There was often no way to tell what to do next - or where relevant tools/information/assistance might be.


Back to Top

The Usual Suspects: Common Design Mistakes

Reduce the visual dominance of the menu areas relative to content area. My focus should be on the content materials.

Break the items in the Navigation menu into sensible and manageable groups. These do not need to be labeled, but should be at the very least separated.

CSP loses the organizational context of the selected document. When you click on a document within a MegaProcess, the Navigation menu sidebar reference item changes to "Index".

Use the ellipsis (".") in button labels appropriately. Use it when the software calls up an "interim" form that requires user intervention (s.a. New, Edit, Move and Copy). Maintain consistent terminology between control label (buttons & hyperlinks) and the title of the page it invokes.
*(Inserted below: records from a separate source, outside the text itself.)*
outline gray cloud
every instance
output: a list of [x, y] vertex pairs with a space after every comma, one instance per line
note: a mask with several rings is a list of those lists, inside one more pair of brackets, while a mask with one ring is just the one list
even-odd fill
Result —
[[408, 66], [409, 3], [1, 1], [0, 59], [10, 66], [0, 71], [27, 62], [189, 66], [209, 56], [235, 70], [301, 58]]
The labels on buttons and hyperlinks are often contradictory, redundant, inconsistent and confusing. Every page should have a title that confirms what it is. Every page should have visual "design clues" that let you know where you are. Employ appropriate shortcuts. For example: Currently, the New button is context-insensitive. If I am in an Activity document and click on New., I expect to create a new Activity document. Instead, I am taken to a form where I must choose the "type" of document I want to create - and the default selection is not even "Activity".


Back to Top

The Usual Suspects: Interaction Patterns and Use Cases

The Best Practices “standards” document captures the bottom-line operational attributes of the system from a UI perspective.  Much of this behavior can be described as “patterns” that recur again and again.
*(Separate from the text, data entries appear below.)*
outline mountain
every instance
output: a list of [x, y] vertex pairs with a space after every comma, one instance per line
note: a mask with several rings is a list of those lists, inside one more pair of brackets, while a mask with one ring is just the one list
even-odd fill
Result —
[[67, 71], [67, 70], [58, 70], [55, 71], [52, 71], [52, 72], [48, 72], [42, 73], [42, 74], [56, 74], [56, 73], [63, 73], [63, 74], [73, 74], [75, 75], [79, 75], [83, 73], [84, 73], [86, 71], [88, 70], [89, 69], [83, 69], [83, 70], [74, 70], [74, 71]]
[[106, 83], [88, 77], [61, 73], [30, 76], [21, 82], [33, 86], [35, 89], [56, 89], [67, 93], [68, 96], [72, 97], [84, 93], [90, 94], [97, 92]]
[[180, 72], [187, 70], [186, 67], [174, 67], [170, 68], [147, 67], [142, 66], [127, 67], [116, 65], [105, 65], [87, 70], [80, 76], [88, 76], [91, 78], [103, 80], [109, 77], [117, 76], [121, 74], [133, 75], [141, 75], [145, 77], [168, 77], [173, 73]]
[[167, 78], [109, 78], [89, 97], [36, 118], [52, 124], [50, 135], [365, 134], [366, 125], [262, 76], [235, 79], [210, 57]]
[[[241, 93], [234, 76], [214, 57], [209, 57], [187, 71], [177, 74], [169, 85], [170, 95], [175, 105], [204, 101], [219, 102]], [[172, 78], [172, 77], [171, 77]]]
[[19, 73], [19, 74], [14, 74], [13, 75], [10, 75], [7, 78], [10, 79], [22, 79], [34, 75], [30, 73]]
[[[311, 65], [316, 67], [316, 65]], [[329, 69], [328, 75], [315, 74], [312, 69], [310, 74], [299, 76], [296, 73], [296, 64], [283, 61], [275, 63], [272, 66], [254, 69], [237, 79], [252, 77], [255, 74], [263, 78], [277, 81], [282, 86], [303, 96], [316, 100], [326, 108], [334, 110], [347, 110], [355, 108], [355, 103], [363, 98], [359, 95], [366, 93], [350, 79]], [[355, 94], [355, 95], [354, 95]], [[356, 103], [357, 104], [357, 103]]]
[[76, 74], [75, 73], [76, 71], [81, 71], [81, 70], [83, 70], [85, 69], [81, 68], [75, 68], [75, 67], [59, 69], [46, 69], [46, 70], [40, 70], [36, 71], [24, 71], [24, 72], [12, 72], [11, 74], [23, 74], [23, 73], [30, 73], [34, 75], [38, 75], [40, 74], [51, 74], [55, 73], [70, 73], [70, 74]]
By identifying and capturing the commonly recurring “patterns” we can reduce the workload, increase effectiveness and ensure consistency. Such a Behavioral Use Case (BUC) is “global” in the sense that it is re-used throughout the site.  Laboriously redefining the BUC again and again is inefficient and inconsistent: the BUC should be defined as a separate Use Case.  Once this has been done it can be easily referenced when appropriate.
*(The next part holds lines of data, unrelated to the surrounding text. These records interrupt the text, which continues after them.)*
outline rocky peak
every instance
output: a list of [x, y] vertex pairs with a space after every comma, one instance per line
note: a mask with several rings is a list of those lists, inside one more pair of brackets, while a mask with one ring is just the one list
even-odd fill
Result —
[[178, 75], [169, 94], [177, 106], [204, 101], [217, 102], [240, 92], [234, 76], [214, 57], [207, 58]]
UXP is in a unique position to identify interaction patterns.

Behavioral Use Case

Here are some of the use case interaction patterns that we see regularly throughout our sites:

Behavioral Use Case

Basic Functions

Search by Criteria

Choose search criteria

Run the search

Display the results

Select a record

Select from a List

Similar to Search, but without search tool

Display the List

Select a Record

Run a Report       

Choose report (Uses Search by Criteria)

Choose parameters

Set display/output format

Run a report

Display Results

Form Entry

Fill in the blanks

Save (check validation)

Reset

Cancel

System-generated Message

Define criteria for:

  • Alert
  • Error
  • Confirmation

Describe a commonly used pattern as a guideline by writing a use case for that particular workflow “pattern” of interaction.  The Behavioral Use Case Guideline demonstrates the “best practices” for writing a use case for a similar pattern of interaction.  The use case guideline that describes a pattern of behavior should always

  • use consistent terminology
  • contain specific, relevant information
  • describe process in a predictable order

Capturing the common “interaction pattern” in a Behavioral Use Case ensures consistency across all applications and reduces redundant documentation.   The Use Case Guideline ensures that similar information is presented consistently and eases redundant documentation.